Teknoloji devleri sahnede gücünü pekiştirirken Türkiye’deki sivil toplum kuruluşları (STK) da teknoloji çağının getirdiği dönüşümlere ayak uydurmakta zorlanıyor.

Sivil toplumun, yapay zekanın toplumsal etkilerini anlamak ve etik kullanımını savunmak için teknik bilgi ve disiplinlerarası yaklaşımlarla kendini geliştirmesi şart. Teknolojinin gücüne karşı, bu devlerin oyun kurallarını sorgulamak ve onları sorumlu tutmak zorundayız. Yoksa yapay zekanın dönüşümü, daha önce görülmemiş bir yıkıcıkla eşitlik, adalet ve özgürlüğü ayaklar altına alacak.

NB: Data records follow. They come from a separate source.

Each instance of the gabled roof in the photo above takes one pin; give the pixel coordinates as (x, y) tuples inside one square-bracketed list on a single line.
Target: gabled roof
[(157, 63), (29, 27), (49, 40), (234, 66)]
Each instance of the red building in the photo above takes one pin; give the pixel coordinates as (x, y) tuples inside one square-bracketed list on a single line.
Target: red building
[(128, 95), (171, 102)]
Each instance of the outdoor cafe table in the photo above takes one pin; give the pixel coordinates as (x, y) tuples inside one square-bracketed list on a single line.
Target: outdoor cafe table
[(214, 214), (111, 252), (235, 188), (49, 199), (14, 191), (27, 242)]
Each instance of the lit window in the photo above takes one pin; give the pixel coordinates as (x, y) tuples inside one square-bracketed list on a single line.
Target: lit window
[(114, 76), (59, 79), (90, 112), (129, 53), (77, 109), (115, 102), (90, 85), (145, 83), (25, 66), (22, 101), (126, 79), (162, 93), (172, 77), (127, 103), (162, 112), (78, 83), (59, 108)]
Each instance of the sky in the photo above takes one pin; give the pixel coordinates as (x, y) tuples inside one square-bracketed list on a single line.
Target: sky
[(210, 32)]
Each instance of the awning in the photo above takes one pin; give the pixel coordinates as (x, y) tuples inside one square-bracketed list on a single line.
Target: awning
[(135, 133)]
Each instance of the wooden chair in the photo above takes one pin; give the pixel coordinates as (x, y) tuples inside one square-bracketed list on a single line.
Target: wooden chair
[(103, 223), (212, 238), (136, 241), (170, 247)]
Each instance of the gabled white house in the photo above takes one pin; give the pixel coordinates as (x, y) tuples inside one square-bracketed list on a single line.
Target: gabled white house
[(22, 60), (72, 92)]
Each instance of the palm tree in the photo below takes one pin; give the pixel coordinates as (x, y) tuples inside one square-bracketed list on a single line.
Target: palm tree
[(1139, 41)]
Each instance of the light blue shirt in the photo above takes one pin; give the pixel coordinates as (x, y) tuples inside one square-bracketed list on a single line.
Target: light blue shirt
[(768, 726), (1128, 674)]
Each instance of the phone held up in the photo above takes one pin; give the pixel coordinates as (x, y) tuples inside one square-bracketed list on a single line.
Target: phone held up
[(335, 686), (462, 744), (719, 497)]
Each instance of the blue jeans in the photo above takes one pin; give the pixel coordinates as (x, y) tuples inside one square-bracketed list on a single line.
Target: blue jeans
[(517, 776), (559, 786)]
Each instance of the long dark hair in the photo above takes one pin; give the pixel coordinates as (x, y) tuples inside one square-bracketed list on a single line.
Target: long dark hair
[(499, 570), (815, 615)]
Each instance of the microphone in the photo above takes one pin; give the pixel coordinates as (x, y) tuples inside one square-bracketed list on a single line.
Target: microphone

Sivil Toplum, Big Tech'in uyum sahasında kendi kurallarını koyabilecek mi?

Sivil toplum, teknolojinin getirdiği toplumsal dönüşümlere teknik projelerle cevap veremedi ve bu durum için geçerli sebepleri, vardı.

Sivil toplum da bir sektör ve bu sektörde - işin doğası gereği - inovatif olan değil, bürokratik kası ve ilişki ağı güçlü olan kazanıyor. Dijital devrim etkili stratejiler ve hızlı tepkiler gerektirirken, sivil toplum projeleri yıllar öncesinden planlanmış, yönetimsel süreçlerin içinde boğulmuş durumda. Hızlı tepki veren özel sektöre kıyasla oldukça hantal bir yapıya sahip. STK’lar ve savunucular üzerindeki baskıyı da hesaba kattığımızda sivil toplumun teknolojiye karşı savunuculuğunu güçlendirmek için organizasyonel ve stratejik adımlar atmakta zorlanmış olması, şaşırtıcı değil.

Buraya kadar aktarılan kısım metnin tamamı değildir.